Explicó que, aunque en semanas recientes surgieron versiones sobre una posible extensión para quienes realizaron trámites durante el 2025, incluyendo el pago de 2,500 pesos ante el SAT y citas programadas, dichas versiones no se concretaron.
“No hay absolutamente nada confirmado; todo quedó en especulación”, puntualizó.
Indicó que también se manejó la posibilidad de implementar un esquema alterno mediante instancias como aduanas o el propio SAT; sin embargo, aclaró que ninguna de estas propuestas avanzó, por lo que el decreto debe considerarse totalmente concluido.
Ante este panorama, Martínez destacó que la única alternativa vigente para legalizar unidades es a través del proceso formal de importación con pedimento, aplicable a vehículos modelo 2019 o anteriores.

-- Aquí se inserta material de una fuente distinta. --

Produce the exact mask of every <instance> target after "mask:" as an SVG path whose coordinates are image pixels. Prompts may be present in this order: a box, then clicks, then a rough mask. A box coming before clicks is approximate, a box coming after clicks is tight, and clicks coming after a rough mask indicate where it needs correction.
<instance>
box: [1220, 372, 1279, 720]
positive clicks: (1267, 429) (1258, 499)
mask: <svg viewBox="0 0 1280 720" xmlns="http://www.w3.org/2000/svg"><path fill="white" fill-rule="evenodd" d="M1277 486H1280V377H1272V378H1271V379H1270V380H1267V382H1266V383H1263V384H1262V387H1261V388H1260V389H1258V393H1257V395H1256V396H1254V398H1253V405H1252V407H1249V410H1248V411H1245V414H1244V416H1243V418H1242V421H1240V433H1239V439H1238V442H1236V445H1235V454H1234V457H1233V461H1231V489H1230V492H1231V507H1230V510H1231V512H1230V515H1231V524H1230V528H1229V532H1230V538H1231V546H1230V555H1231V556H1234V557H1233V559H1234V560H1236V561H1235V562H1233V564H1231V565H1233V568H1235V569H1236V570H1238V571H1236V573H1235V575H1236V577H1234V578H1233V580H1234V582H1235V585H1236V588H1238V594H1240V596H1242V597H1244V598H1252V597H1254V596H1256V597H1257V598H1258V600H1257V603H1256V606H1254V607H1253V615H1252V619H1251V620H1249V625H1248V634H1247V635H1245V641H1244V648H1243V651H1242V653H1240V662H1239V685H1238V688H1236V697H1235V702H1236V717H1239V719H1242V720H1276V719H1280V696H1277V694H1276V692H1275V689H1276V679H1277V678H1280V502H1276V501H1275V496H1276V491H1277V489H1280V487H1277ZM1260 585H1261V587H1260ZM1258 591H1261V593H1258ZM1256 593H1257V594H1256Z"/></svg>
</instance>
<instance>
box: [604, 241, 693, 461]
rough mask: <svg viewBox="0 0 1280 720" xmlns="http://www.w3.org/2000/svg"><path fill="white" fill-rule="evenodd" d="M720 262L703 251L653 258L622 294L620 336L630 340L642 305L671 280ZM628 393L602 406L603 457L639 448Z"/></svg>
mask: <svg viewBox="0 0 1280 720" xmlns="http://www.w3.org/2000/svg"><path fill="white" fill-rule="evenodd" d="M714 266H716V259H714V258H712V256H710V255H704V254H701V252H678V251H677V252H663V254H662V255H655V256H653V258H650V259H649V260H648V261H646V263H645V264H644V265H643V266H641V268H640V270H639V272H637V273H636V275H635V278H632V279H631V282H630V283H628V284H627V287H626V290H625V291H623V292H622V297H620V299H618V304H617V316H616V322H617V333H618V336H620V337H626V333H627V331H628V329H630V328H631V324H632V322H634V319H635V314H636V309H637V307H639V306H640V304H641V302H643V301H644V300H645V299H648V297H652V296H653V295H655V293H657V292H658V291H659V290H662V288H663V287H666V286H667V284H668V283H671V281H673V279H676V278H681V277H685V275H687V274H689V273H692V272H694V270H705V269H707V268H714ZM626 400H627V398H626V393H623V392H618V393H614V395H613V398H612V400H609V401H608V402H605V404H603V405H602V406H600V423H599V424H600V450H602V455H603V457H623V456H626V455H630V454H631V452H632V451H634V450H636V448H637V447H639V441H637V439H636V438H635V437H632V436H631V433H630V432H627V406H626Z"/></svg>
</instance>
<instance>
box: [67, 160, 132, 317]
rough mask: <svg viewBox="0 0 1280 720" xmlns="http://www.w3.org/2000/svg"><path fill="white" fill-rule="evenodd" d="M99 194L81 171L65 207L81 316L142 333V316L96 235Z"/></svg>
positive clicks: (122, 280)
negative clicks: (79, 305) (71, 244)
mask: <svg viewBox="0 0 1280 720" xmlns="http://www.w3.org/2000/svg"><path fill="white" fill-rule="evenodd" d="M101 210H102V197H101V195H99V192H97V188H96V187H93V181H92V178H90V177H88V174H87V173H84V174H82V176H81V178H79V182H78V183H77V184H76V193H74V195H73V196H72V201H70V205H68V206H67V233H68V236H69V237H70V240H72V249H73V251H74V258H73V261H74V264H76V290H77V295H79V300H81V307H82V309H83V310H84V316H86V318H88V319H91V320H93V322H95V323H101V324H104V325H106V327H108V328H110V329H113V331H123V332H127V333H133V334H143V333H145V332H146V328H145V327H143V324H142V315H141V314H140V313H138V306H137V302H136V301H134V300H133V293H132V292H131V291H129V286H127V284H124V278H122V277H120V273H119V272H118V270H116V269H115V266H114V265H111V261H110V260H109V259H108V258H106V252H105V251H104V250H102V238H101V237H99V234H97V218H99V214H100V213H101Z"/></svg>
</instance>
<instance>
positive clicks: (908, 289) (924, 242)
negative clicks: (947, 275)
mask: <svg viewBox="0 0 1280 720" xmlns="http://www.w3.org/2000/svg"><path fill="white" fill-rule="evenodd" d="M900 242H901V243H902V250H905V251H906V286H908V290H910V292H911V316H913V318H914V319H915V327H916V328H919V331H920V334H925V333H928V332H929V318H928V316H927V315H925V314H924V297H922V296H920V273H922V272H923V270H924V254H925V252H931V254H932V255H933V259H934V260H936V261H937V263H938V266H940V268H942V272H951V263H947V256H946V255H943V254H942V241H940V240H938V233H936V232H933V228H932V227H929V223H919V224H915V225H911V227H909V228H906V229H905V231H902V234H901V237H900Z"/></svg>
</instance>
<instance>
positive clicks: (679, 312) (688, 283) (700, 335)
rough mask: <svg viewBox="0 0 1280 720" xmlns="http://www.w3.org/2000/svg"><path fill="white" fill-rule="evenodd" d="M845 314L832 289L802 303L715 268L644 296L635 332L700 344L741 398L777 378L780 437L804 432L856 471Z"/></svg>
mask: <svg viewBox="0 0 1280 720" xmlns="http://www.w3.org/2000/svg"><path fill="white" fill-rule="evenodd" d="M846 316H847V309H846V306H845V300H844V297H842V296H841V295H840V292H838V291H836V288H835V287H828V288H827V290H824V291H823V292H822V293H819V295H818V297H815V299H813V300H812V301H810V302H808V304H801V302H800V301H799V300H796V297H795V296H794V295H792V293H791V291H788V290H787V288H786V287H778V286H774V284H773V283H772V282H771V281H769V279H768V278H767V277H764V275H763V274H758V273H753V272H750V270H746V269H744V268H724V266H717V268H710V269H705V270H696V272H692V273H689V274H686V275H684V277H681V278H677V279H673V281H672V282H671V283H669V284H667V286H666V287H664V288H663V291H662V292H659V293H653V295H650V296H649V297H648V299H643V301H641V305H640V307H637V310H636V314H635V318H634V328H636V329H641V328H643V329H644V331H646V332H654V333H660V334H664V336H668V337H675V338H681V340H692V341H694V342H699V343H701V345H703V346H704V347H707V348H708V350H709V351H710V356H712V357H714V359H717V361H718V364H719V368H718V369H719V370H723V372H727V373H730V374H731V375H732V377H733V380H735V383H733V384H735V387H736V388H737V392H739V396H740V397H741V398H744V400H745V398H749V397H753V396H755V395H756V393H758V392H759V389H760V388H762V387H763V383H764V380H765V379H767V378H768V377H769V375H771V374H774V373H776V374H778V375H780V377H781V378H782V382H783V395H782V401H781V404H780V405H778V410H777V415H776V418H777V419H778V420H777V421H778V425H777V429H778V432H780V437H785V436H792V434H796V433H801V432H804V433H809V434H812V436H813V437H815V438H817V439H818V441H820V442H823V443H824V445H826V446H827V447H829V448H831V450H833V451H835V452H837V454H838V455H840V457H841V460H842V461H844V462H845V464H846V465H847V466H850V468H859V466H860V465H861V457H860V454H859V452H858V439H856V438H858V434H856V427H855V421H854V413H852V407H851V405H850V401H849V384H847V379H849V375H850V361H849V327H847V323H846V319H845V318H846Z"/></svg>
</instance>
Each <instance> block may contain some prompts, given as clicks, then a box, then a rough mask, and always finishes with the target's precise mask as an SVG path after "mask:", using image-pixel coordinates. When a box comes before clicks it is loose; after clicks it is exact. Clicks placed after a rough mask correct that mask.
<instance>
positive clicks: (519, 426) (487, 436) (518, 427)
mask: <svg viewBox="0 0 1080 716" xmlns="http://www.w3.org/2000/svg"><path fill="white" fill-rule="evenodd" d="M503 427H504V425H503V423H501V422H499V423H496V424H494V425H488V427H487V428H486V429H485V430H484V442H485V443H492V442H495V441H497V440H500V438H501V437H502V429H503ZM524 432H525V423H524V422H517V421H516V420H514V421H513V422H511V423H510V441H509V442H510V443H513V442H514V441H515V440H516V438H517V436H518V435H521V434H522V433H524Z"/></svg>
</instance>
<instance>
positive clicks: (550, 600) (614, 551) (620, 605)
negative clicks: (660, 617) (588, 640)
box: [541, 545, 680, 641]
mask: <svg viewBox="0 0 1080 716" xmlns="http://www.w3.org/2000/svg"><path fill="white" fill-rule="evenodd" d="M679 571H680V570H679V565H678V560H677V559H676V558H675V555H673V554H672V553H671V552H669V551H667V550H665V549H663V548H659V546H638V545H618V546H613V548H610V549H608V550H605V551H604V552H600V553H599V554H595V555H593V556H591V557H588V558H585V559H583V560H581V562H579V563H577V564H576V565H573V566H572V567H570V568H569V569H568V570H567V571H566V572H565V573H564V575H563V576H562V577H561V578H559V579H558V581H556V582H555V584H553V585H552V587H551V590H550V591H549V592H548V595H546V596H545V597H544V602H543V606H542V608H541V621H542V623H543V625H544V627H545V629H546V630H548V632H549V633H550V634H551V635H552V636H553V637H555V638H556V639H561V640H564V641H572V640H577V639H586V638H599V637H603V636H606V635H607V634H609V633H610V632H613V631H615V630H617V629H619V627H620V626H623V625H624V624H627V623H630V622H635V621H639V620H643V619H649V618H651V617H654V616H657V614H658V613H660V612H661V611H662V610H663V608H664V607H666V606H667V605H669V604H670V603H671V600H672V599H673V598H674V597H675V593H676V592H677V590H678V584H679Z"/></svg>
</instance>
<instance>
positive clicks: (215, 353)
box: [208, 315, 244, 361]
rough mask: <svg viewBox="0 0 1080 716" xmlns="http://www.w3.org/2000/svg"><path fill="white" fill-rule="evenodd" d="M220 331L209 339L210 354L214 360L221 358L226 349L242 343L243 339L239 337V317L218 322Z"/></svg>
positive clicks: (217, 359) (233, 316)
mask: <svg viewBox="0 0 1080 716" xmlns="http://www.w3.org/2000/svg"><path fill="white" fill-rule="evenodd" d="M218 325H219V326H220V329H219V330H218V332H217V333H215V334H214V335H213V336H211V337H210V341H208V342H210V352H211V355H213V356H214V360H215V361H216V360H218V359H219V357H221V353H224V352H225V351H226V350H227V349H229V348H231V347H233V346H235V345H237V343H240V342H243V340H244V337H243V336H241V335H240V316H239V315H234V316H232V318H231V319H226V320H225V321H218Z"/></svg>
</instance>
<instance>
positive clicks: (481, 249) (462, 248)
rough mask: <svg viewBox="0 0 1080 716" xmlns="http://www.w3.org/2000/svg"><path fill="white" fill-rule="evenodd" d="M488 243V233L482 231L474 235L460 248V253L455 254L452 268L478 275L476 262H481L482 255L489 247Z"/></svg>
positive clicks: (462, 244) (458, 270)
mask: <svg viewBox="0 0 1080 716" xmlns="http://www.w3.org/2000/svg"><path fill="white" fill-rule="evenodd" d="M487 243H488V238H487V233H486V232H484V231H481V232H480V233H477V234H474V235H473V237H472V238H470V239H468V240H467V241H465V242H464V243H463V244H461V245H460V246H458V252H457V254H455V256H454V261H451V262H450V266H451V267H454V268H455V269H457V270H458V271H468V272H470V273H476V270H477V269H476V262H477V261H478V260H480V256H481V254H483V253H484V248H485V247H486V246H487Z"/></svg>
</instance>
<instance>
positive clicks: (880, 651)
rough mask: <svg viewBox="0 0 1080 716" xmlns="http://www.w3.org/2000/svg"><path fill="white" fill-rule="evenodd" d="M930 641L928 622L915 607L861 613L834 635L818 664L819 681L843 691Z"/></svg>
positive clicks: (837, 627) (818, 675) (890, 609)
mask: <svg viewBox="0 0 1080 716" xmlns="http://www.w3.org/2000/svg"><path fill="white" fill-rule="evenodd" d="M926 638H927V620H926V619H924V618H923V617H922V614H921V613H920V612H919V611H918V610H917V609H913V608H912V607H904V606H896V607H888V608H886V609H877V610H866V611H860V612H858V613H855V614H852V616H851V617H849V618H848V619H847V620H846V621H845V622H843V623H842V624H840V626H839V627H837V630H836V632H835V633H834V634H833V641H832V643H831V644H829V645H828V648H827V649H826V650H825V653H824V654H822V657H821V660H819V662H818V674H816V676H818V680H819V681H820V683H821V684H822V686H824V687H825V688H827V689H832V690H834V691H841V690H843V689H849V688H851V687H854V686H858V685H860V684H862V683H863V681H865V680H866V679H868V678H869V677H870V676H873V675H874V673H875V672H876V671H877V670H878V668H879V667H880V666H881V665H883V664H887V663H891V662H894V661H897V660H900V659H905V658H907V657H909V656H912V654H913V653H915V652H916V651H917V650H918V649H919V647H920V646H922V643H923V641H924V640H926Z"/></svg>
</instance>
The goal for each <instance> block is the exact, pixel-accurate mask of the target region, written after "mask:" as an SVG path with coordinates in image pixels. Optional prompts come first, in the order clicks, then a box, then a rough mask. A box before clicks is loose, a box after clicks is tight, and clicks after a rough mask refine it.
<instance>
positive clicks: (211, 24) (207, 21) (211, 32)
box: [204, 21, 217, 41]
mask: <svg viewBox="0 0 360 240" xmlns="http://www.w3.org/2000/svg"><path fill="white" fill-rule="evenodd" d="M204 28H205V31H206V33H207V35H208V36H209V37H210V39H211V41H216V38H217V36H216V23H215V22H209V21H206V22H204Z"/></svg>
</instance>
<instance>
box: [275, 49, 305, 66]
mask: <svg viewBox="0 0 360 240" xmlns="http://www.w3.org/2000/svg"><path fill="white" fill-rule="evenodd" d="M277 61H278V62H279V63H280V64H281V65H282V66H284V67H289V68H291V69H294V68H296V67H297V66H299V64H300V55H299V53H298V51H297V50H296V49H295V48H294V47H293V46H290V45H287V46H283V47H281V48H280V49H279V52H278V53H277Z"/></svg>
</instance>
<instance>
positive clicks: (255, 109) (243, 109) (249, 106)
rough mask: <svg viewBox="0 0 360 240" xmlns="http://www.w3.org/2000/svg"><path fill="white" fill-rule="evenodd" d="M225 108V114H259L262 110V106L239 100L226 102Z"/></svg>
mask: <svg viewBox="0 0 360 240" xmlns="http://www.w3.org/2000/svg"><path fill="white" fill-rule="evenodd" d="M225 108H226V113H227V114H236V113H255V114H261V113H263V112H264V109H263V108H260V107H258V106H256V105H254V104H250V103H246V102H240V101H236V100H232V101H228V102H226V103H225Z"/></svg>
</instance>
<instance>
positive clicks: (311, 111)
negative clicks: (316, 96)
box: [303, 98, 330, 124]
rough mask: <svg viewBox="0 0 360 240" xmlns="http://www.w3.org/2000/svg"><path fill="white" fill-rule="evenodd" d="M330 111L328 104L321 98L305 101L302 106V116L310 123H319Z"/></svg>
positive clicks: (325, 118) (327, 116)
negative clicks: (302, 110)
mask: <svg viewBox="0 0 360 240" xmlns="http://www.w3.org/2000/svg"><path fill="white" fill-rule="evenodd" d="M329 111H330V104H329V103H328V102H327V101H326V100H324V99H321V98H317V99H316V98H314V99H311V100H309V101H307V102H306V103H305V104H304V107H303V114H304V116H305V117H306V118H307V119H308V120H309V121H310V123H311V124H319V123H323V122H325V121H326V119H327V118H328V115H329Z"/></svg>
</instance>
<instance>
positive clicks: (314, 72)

Este trámite requiere presentar el título del automóvil, identificación oficial y comprobante de domicilio.
Advirtió que los costos son más elevados en comparación con el esquema anterior, alcanzando alrededor de 35 mil pesos el trámite, dependiendo del modelo.
Pese a esto, afirmó que este procedimiento brinda certeza jurídica, ya que los vehículos cuentan con pedimento y factura, lo que permite su libre circulación incluso fuera del país.
Martínez sostuvo que, pese al incremento en los costos, la demanda por regularizar vehículos continúa, debido al interés de los propietarios por mantener sus unidades en regla dentro del marco legal vigente.
El cierre definitivo del programa concluyó el 31 de diciembre de 2025, tras cumplir su objetivo de regularizar cerca de 2 millones 987 mil 839 unidades en el país, principalmente en estados del norte.